When someone says ‘myth’, most of the time it’s in the context of… well, the type of myths that the Myth Busters debunk. Something that is false – like how people supposedly swallow eight spiders a year while they’re sleeping (which is false). Another meaning for this word, however, is mythology – the spoken stories from so long ago.
A curious thing is there’s a lot of debate about what exactly a ‘myth’ is. There’s not a solid line between fact and fiction, nor is there a line between what is considered religion and what is considered mythology. It most often isn’t known who first came up with them, or why exactly they made the myth in the first place. However, taking a step back and simply looking at the definition of the word gives us a bit of information as to what exactly a myth is.

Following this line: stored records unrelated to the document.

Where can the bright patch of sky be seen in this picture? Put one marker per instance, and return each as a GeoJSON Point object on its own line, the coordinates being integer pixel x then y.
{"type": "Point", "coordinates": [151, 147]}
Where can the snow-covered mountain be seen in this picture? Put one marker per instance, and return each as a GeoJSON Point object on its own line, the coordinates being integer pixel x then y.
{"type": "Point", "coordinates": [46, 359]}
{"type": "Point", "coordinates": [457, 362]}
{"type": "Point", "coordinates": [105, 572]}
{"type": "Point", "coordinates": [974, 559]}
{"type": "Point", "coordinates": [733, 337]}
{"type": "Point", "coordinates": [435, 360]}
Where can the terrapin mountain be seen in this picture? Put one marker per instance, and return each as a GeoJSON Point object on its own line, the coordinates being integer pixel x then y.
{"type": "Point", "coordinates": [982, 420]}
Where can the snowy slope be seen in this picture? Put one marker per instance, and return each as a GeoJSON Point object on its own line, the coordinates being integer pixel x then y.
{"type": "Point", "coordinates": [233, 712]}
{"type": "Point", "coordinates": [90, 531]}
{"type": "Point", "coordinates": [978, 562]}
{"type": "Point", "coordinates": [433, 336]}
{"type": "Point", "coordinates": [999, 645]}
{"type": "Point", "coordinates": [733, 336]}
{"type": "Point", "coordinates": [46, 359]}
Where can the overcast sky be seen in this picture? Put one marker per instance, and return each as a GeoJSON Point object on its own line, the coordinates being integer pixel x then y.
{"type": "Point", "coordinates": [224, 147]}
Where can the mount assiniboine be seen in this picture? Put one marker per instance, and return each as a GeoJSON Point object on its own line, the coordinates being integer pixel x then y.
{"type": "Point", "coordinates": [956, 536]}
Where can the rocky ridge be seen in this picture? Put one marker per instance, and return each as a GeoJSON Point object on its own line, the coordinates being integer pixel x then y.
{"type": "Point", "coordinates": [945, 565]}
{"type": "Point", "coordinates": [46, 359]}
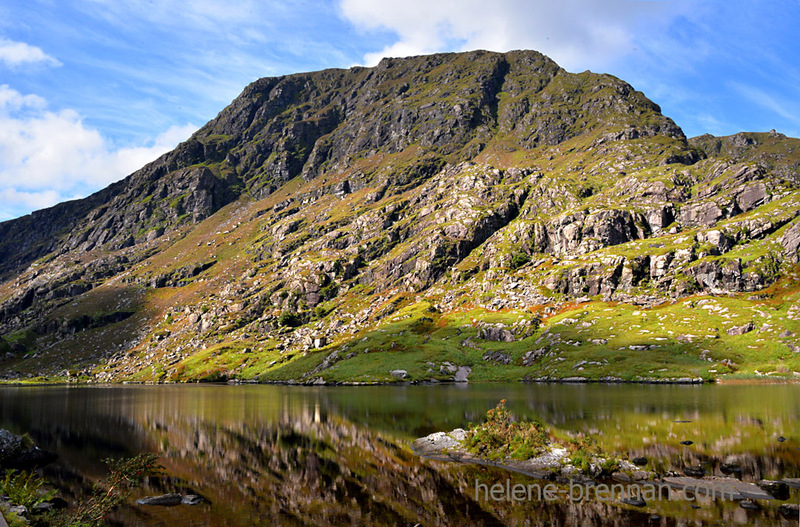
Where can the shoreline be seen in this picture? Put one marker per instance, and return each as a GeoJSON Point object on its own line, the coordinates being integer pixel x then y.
{"type": "Point", "coordinates": [570, 380]}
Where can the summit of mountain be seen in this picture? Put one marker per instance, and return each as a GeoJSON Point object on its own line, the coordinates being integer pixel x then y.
{"type": "Point", "coordinates": [430, 215]}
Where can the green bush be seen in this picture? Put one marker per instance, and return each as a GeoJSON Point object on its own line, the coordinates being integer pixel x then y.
{"type": "Point", "coordinates": [124, 475]}
{"type": "Point", "coordinates": [500, 436]}
{"type": "Point", "coordinates": [25, 488]}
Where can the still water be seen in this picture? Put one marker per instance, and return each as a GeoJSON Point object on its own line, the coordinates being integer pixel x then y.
{"type": "Point", "coordinates": [290, 455]}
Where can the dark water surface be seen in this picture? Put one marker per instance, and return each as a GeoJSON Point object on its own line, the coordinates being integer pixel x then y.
{"type": "Point", "coordinates": [290, 455]}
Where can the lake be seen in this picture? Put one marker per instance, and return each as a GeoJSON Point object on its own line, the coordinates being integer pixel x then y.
{"type": "Point", "coordinates": [295, 455]}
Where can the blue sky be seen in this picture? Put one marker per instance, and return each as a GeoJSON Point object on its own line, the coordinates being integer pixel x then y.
{"type": "Point", "coordinates": [91, 90]}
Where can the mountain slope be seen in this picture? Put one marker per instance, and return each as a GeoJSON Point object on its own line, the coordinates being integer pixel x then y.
{"type": "Point", "coordinates": [459, 203]}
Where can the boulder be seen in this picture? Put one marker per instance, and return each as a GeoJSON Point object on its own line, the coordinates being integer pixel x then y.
{"type": "Point", "coordinates": [496, 334]}
{"type": "Point", "coordinates": [740, 330]}
{"type": "Point", "coordinates": [779, 489]}
{"type": "Point", "coordinates": [789, 511]}
{"type": "Point", "coordinates": [462, 374]}
{"type": "Point", "coordinates": [165, 500]}
{"type": "Point", "coordinates": [18, 453]}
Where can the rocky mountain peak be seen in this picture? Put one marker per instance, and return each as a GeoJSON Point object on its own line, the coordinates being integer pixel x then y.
{"type": "Point", "coordinates": [317, 206]}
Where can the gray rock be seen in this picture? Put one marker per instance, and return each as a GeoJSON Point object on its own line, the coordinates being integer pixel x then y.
{"type": "Point", "coordinates": [16, 454]}
{"type": "Point", "coordinates": [634, 501]}
{"type": "Point", "coordinates": [165, 500]}
{"type": "Point", "coordinates": [496, 334]}
{"type": "Point", "coordinates": [779, 489]}
{"type": "Point", "coordinates": [498, 357]}
{"type": "Point", "coordinates": [695, 472]}
{"type": "Point", "coordinates": [740, 330]}
{"type": "Point", "coordinates": [192, 499]}
{"type": "Point", "coordinates": [789, 511]}
{"type": "Point", "coordinates": [793, 483]}
{"type": "Point", "coordinates": [462, 374]}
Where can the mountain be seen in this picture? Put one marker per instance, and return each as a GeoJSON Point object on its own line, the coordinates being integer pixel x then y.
{"type": "Point", "coordinates": [481, 216]}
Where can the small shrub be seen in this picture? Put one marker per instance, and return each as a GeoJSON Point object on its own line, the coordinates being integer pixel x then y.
{"type": "Point", "coordinates": [500, 436]}
{"type": "Point", "coordinates": [107, 495]}
{"type": "Point", "coordinates": [25, 488]}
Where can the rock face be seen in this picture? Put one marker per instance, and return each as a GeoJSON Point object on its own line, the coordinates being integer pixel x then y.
{"type": "Point", "coordinates": [291, 219]}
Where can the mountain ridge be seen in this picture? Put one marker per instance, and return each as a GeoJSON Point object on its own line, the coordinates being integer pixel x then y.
{"type": "Point", "coordinates": [489, 181]}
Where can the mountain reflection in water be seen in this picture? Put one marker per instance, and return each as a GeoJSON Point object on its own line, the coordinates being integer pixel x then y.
{"type": "Point", "coordinates": [341, 456]}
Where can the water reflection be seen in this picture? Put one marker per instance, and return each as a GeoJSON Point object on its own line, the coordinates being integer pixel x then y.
{"type": "Point", "coordinates": [339, 456]}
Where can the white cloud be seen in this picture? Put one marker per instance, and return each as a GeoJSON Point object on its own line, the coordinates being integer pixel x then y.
{"type": "Point", "coordinates": [14, 54]}
{"type": "Point", "coordinates": [577, 34]}
{"type": "Point", "coordinates": [47, 157]}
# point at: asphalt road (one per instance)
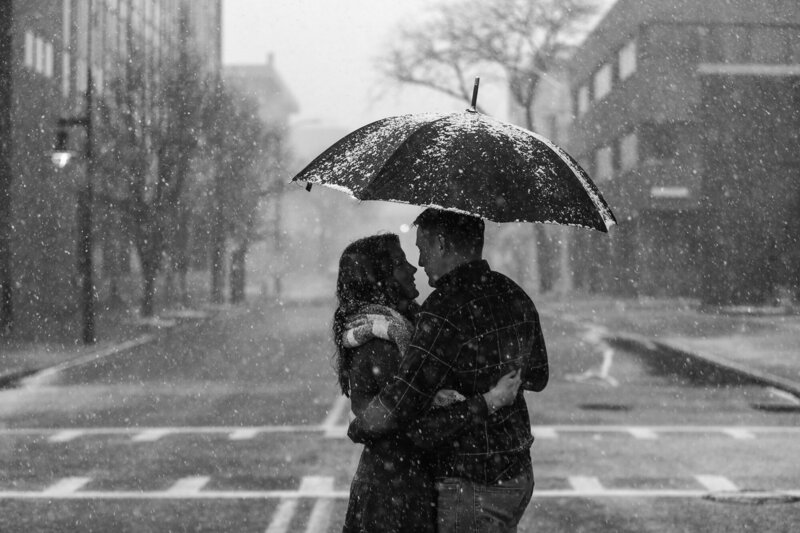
(236, 425)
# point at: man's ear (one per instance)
(442, 242)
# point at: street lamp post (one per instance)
(85, 197)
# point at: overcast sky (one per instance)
(324, 50)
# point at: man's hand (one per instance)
(504, 392)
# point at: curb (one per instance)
(703, 365)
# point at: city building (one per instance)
(51, 46)
(687, 116)
(263, 85)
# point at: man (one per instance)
(475, 327)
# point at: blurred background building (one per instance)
(44, 78)
(687, 116)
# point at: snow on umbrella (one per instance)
(467, 162)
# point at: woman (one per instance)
(393, 489)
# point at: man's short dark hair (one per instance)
(465, 232)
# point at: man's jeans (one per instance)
(465, 506)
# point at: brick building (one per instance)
(45, 70)
(687, 116)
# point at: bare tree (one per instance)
(518, 39)
(6, 62)
(152, 130)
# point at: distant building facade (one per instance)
(275, 104)
(48, 57)
(687, 116)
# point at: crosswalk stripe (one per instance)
(716, 483)
(320, 514)
(738, 433)
(545, 433)
(643, 433)
(244, 434)
(345, 494)
(283, 516)
(189, 485)
(585, 484)
(340, 429)
(66, 486)
(150, 435)
(316, 485)
(66, 435)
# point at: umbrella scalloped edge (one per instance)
(340, 188)
(602, 209)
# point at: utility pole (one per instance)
(6, 70)
(86, 200)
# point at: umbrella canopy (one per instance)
(467, 162)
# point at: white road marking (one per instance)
(716, 483)
(333, 429)
(329, 426)
(585, 484)
(739, 433)
(244, 434)
(151, 435)
(321, 513)
(643, 433)
(66, 435)
(282, 518)
(66, 486)
(189, 485)
(789, 397)
(544, 433)
(345, 494)
(41, 377)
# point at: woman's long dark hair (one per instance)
(366, 276)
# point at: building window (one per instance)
(48, 60)
(660, 141)
(602, 82)
(769, 44)
(627, 60)
(29, 49)
(65, 74)
(583, 100)
(38, 54)
(628, 152)
(604, 164)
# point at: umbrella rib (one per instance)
(605, 212)
(391, 158)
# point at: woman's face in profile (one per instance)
(404, 273)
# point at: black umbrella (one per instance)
(467, 162)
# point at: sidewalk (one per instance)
(116, 333)
(760, 344)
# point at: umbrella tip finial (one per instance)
(474, 107)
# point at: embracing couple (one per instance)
(435, 387)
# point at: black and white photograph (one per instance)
(380, 266)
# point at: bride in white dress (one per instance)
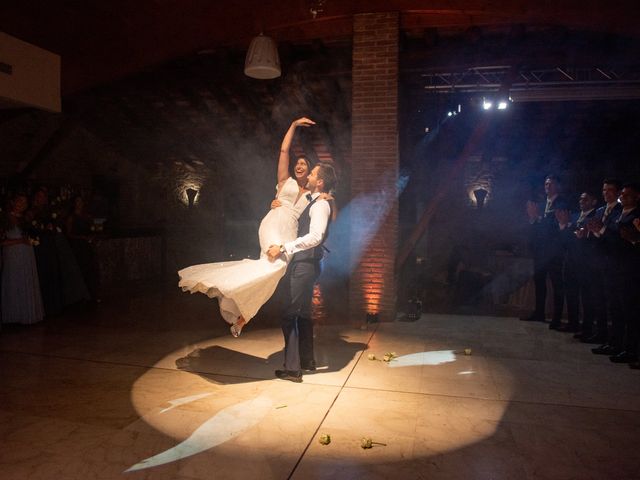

It’s a cross between two Greek words – as a surprisingly large sum of the English language actually is. The word mythology comes from mythos – which means ‘story – and logos – which is ‘speech’. So, Mythology itself is simply a spoken story [Mark]. Sure, by now it’s been written and re-written, and most people will never hear a story from a storyteller or bard… Myths, however, started as merely spoken stories, as they were made long before there was even any writing. Now, the literal definition is only one facet of mythology – there are categories that each myth falls into.
Historians today have sorted out mythology into too many different categories – some even consider fables, fairy tales, and folktales to be mythology– and others don’t. When most people think of mythology, however, it seems like they think of examples like the Greek myths explaining how things are. How Persephone and Demeter cause the seasons, how evil was released into the world through Pandora’s Box, that sort of thing. These myths are called Etiological. Some myths are Historical, taking historical events and put a meaning behind them that wasn’t exactly the reason it happened. And these are just a few of the different types of mythology categories – especially since not everyone even agrees on it!
What actually binds something as a myth compared to a religious story, compared to fact or fiction, compared to a whole slew of things … isn’t exactly hardbound. It’s up to each reader to look and decide if they think it counts as a myth – and what to them makes something a myth or not.
Therefore, as you continue reading through these stories that will be put forth… Do you think it counts as a myth? I will be setting up a poll at the end of each story I tell to ask what the general consensus is, and at the end of the semester I will go over the answers and figure out what the students of ORVA thinks is considered mythology or not.